May 2, 2005

Last Minute Panic

I’ve just endured ten minutes of pure mental torture. For some reason, the word “barcode” was thrown into the whole “machine-readable passport” thing. After a short session of high-octane Googling, I’ve established that there are clearly various definitions of the word “barcode”.
To me, the word barcode conjurs up images of vertical black lines, some thick, some thin, with a row of numbers underneath. You can imagine the terror that was oozing through my veins as I flicked through the pages of my passport looking for a motif that matches this approximate description.
To the various governments of the world, barcode means two lines of chevrons, letters and numbers.
So I do get to go to New York after all. Hurrah. Fucking phew.
You may not hear from me again until next week.
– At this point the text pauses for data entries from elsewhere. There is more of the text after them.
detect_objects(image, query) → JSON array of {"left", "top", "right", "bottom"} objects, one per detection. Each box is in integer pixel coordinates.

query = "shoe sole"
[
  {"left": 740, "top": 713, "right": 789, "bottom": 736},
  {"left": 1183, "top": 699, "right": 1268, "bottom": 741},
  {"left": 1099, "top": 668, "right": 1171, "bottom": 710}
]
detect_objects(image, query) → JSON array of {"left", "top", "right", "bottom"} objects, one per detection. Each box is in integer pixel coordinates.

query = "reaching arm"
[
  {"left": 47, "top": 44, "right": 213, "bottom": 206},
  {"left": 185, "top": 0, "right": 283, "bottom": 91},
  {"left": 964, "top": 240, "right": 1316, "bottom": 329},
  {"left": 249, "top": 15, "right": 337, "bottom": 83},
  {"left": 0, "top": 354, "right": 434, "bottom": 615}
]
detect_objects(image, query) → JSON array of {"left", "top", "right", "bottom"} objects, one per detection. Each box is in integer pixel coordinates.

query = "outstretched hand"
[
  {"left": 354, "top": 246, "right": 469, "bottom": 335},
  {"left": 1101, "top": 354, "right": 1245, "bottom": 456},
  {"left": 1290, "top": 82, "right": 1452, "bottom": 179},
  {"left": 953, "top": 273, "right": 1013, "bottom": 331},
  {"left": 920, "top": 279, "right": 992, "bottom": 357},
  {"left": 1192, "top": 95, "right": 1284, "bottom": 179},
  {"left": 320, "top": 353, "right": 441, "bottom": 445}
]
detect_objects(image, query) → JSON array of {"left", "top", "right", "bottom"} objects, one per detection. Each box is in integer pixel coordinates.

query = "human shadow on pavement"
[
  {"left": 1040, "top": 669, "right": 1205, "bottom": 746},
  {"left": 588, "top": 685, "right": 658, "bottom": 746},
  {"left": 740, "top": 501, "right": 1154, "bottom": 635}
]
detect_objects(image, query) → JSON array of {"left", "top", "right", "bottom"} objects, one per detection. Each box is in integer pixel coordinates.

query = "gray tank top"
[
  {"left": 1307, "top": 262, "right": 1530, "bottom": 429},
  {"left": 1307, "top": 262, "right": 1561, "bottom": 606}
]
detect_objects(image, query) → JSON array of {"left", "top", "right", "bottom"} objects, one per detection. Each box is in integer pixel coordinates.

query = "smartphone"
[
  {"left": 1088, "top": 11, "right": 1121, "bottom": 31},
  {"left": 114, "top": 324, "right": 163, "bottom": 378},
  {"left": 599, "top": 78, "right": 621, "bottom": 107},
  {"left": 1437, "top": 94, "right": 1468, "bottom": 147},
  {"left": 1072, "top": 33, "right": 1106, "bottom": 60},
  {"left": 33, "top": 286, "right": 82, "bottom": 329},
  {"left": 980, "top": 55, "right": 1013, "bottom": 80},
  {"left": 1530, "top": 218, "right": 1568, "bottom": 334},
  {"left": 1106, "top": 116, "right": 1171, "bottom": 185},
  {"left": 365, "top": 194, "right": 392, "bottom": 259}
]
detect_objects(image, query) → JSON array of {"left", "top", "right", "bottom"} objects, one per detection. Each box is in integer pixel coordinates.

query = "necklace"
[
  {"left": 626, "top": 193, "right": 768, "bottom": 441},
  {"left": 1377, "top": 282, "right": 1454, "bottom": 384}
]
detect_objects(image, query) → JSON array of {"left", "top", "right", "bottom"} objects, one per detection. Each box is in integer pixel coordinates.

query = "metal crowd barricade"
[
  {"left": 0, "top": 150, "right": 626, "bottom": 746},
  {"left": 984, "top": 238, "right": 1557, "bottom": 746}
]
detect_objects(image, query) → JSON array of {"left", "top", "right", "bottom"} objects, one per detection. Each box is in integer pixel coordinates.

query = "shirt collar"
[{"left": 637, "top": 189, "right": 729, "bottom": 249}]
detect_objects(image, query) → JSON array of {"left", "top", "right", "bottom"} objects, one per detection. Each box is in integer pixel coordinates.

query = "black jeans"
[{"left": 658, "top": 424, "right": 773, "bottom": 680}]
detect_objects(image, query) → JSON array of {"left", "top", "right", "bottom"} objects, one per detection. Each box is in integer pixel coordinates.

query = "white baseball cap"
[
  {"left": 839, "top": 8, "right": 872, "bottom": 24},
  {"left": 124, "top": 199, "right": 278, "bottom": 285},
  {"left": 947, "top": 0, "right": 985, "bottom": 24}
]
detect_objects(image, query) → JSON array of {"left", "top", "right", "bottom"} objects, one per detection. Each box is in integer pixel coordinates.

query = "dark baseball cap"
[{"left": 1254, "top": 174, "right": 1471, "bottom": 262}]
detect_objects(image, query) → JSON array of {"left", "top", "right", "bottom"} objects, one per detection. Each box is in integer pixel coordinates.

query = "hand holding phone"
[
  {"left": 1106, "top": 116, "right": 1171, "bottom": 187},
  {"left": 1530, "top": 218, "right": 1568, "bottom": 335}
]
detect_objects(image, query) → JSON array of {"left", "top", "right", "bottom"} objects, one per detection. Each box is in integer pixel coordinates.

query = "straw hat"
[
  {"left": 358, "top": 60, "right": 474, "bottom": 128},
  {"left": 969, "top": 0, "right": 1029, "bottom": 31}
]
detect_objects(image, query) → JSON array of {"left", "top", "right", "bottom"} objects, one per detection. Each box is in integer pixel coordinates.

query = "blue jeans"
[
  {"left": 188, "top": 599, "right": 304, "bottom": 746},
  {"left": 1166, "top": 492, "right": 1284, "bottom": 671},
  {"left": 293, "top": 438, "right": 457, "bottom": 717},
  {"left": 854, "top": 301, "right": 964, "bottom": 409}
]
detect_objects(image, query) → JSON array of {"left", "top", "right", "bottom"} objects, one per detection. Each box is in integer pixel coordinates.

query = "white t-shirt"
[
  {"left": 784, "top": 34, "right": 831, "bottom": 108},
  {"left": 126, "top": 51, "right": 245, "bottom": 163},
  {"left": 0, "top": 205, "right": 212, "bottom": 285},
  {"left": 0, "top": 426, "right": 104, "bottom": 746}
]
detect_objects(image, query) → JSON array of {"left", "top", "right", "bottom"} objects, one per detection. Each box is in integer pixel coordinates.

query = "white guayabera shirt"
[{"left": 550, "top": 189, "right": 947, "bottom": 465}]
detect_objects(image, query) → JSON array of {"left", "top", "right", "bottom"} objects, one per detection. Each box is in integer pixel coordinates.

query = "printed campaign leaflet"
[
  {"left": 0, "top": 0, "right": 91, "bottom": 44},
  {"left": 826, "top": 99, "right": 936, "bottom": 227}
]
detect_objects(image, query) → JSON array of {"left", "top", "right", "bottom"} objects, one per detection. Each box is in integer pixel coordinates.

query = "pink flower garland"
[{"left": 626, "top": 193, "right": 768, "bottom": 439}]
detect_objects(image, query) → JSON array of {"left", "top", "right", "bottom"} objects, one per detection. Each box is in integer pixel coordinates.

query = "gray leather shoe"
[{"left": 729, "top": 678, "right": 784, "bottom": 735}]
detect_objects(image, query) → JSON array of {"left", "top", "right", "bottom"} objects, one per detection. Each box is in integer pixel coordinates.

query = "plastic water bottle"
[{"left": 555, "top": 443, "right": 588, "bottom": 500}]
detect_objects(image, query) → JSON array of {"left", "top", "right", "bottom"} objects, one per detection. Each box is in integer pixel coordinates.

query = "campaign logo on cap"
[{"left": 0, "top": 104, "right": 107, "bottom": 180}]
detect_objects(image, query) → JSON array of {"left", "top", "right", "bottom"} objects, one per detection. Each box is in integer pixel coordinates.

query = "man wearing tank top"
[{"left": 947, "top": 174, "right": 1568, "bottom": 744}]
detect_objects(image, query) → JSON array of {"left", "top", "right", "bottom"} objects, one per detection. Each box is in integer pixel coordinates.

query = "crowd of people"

Unless you are Stuart or Krissa, in which case I shall see you tomorrow evening, or you are Jodi, in which case I shall see you on Wednesday morning, or you are Kate, in which case I shall see you on Wednesday afternoon.

Pete

3 thoughts on “Last Minute Panic

  1. And what a sight it was. On a morning when I’d decided against coffee, the equivalent effect was given by the sight of a half-naked Pete eating toast.
    Welcome to New York, Mr. Pete. Hope you have fun today!

  2. Where as I bet you were hoping for a half-naked Karen eating toast.
    Well I would be.
    [Let it not be said that smut doesn’t travel]

  3. It doesn’t need to travel, Adrian.
    Smut is everywhere, like air.
    Mostly because you have internet access, mind you.